O dia de Todos-os-Santos é para muitos um dia, bem, santo. Ora porque é feriado e dá para descansar das traquinices feitas na noite anterior, ora porque é dia de levar os miúdos a pedir os bolinhos por esse país fora. Mas este ano, esse dia era ainda mais especial que o habitual, pelas mais diversas razões. Como é hábito e sendo eu de uma terra um pouco distante destes grandes acontecimentos, há que aproveitar para andar por lugares não tão facilmente visitáveis. Fora por essa mesma razão que me decidi em caminhar durante a tarde pelos recantos encantadores e, por vezes sombrios, de Sintra, o que serviu como aquecimento perfeito para o concerto que se avizinhava. Uns pequenos tragos no hidromel da Casa do Fauno – façam o favor de visitar tão requintado lugar de encontro assim que puderem -, serviram para esquentar um pouco a alma em tão fria noite de Outono, mas o que verdadeiramente iria enchê-la era o concerto de uma tal compositora sueca que estava prestes a actuar no Teatro Tivoli BBVA, em Lisboa, no âmbito do Misty Fest.
Falo pois de Anna von Hausswolff, a “loba” que tanto tem dado que falar nestes últimos três anos. E com razão, pois o concerto que ela havia dado no já longínquo Amplifest deixou muito boa gente boquiaberta e umas tantas outras de sorriso rasgado de tão boa que tinha sido a sua prestação nesse Verão de 2016. E com um novo álbum no seu repertório – o criticamente aclamado Dead Magic -, as expectativas para esta noite estavam em alta, no mínimo.
Com um inicio lento e expectante, Anna fez soar as primeiras e longas notas de “The Truth, The Glow, The Fall”, com a sua banda a entrar em cena pouco tempo depois mas sem nunca lhe tirar protagonismo. Aliás, diria mesmo que este é um daqueles raros casos em que ver uma artista significa também ver a banda que a acompanha. Anna von Hausswolff não é só a pequena e astuta figura que está no poster, são também todos os membros da sua banda, todos eles posicionados de forma a podermos ver, sem qualquer problema, o brilhantismo com que tocam. E se há dois anos, Anna se escondera por detrás do seu sintetizador, desta vez a compositora soltou-se da sua timidez nata, mantendo sempre uma enorme presença em palco durante todo o concerto, sem grandes exageros.

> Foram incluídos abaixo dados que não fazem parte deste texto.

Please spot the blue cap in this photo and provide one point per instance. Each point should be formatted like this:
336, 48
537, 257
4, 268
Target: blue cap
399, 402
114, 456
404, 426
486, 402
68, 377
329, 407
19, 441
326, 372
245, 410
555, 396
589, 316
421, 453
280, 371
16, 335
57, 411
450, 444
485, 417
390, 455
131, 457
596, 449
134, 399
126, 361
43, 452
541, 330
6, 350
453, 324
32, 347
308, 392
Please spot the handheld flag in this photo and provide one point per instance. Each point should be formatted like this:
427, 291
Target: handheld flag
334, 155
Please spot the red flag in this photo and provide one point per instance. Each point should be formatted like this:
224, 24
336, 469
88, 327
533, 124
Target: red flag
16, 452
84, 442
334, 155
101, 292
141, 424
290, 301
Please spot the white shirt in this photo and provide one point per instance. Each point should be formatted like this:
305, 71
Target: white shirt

Presenciar Anna von Hausswolff a tocar ao vivo não é equivalente a assistir a um simples concerto. Prova disso é “Ugly and Vengeful”, também do acima referido Dead Magic, que transformou o Teatro Tivoli numa espécie de congregação ritualesca, com Anna a entoar invocações que nos rodeavam, qual animal predador. Durante “The Mysterious Vanishing of Electra”, música que Anna dedicou à sua avó que, aquando uma visita de ambas a Lisboa, ficou sozinha enquanto Anna lidava com uma forte intoxicação alimentar, e que virou o concerto do avesso com uma boa descarga de ritmo e os belíssimos gritos desalmados da compositora sueca.
E meu Deus, que vozeirão. No fundo, não existe outra maneira de descrever tão bela e assustadora voz. O final de “Come Wander With Me/Deliverance” demonstra isso mesmo, mas claro está, tudo sempre muito bem complementado pelos cinco músicos que acompanham a compositora sueca. Músicos aos quais Anna não deixou de tecer elogios e de apresentar antes de se infiltrar pelo corredor por entre o público sentado para cantar uma última música a solo, a lindíssima “Gösta”. No fim e após a saída de Anna e companhia do palco, soltam-se umas pequenas lágrimas. Não de tristeza, mas de felicidade. Felicidade por se ter presenciado tão majestoso concerto, em tão mágica noite. Volta depressa, Anna, volta as vezes que quiseres. Prometemos lá estar em todas as noites, religiosamente. Oremos.